Si vous êtes vraiment bloqués sur un problème, bien entendu que vous pouvez demander un coup de pouce, notamment sur Zeste de Savoir. Mais quand cela arrivera, montrez ce que vous avez tenté, les erreurs qui vous bloquent, si vous avez déjà fait des recherches dessus, etc. Et vous verrez, vous aurez de l’aide et des réponses. ;)

À venir

Dans cette partie, nous verrons notamment une technique appelée le débugage, qui permet de voir pas-à-pas l’exécution du code pour trouver là où une erreur se cache. Avec cette compétence, vous pourrez déjà bien avancer seuls dans la recherche de la solution.

En conclusion, laissez-moi vous lister quelques qualités, en plus de l’autonomie, qui feront de vous de meilleurs développeurs.

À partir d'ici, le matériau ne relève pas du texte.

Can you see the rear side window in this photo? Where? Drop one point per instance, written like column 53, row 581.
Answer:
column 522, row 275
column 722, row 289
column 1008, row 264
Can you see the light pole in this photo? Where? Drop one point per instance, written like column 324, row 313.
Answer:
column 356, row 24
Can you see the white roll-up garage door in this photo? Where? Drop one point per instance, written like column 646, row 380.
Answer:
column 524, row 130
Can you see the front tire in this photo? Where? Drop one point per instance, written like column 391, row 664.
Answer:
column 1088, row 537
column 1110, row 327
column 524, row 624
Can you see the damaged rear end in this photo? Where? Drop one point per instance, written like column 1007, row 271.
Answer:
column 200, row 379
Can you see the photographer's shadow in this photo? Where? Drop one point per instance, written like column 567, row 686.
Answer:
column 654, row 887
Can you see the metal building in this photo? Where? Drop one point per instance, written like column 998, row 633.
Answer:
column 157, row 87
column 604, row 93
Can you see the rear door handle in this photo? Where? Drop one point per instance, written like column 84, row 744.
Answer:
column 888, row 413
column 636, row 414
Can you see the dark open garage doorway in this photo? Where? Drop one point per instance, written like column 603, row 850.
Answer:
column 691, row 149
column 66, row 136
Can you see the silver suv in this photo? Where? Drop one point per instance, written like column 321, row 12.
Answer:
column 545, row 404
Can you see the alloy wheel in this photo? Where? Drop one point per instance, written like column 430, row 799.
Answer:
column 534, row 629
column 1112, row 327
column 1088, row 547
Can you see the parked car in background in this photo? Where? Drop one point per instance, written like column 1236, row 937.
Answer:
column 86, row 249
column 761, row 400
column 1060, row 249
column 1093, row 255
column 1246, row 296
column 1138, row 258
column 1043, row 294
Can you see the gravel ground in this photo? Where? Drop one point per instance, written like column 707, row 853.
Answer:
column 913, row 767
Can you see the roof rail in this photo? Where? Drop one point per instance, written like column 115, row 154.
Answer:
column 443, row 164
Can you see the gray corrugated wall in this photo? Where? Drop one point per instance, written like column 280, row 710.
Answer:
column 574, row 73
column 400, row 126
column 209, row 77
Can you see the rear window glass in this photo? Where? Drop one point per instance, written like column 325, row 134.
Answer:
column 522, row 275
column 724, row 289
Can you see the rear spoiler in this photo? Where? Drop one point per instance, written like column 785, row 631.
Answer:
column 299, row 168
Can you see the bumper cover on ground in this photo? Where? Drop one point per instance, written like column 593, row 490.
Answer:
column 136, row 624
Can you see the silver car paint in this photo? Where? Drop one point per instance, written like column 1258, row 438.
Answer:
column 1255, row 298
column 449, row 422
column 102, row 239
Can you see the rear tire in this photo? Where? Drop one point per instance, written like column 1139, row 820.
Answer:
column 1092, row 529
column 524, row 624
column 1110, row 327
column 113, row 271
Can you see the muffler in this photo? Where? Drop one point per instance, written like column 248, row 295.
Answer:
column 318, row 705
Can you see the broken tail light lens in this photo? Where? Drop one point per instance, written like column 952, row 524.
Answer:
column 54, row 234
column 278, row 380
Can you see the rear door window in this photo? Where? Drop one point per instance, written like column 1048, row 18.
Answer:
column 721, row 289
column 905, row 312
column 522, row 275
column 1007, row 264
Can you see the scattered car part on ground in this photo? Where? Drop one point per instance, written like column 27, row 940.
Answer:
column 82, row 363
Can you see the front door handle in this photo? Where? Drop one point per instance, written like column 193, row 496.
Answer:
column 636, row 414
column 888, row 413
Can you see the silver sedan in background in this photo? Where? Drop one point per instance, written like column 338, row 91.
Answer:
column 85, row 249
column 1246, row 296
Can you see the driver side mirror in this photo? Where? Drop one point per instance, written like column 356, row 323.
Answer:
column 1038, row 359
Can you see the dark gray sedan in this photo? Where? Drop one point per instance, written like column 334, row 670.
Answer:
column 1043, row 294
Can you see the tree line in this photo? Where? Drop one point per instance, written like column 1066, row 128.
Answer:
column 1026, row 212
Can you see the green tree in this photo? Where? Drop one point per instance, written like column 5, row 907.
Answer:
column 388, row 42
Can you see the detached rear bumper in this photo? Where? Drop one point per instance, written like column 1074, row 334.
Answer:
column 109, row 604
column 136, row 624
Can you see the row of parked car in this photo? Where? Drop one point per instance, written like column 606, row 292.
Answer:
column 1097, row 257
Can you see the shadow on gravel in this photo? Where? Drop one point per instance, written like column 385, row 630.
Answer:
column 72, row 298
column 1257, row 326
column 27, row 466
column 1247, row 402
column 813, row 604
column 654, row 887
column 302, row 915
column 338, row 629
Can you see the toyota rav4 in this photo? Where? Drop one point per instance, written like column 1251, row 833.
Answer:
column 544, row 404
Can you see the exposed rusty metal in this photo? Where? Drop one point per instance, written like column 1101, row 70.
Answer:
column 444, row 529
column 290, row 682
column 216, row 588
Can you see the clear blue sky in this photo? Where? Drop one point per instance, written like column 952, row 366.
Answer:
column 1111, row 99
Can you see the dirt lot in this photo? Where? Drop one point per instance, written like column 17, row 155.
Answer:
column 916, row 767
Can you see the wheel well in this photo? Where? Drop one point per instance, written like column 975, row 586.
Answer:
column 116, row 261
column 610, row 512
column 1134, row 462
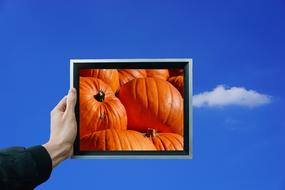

  • Patience. Il en faut pour apprendre, pour comprendre, pour faire et corriger des erreurs, pour chercher des solutions, pour ne pas s’énerver quand ça ne marche pas.
  • Persévérance et motivation. Développer, c’est parfois rencontrer des problèmes qui nous dépassent, qui semblent trop complexes à première vue, ou bien des notions trop abstraites. Ces qualités aideront à ne pas abandonner à la première difficulté.
  • Humilité. Un bon développeur accepte de ne pas avoir réponse à tout et donc de demander de l’aide quand il n’y arrive vraiment pas. Il accepte les conseils et les corrections qu’on lui donne. Il accepte de ne pas se reposer sur ses acquis, se remet régulièrement à jour et en question. Cela lui évite les réponses méprisantes, arrogantes et hautaines qu’on voit parfois sur certains forums.

En résumé

  • Nous avons découvert plein de choses sur le langage C++ pendant ce cours, mais on a aussi mis en avant des aspects plus généraux du développement, comme l’écriture de tests unitaires, de contrats ou la réflexion à mener sur les entrées / sorties.
  • Le C++ est un langage très riche qui nous permet de programmer de manières très différentes.
  • Cette liberté est une force mais aussi un danger, c’est pourquoi une bonne conception et du code de qualité sont primordiaux.
  • Être un bon développeur demande aussi plusieurs qualités, dont la persévérance, l’autonomie et la patience.
  • La suite de cette partie nous aidera à tendre vers cet idéal en nous apprenant de nouvelles notions pour mieux développer.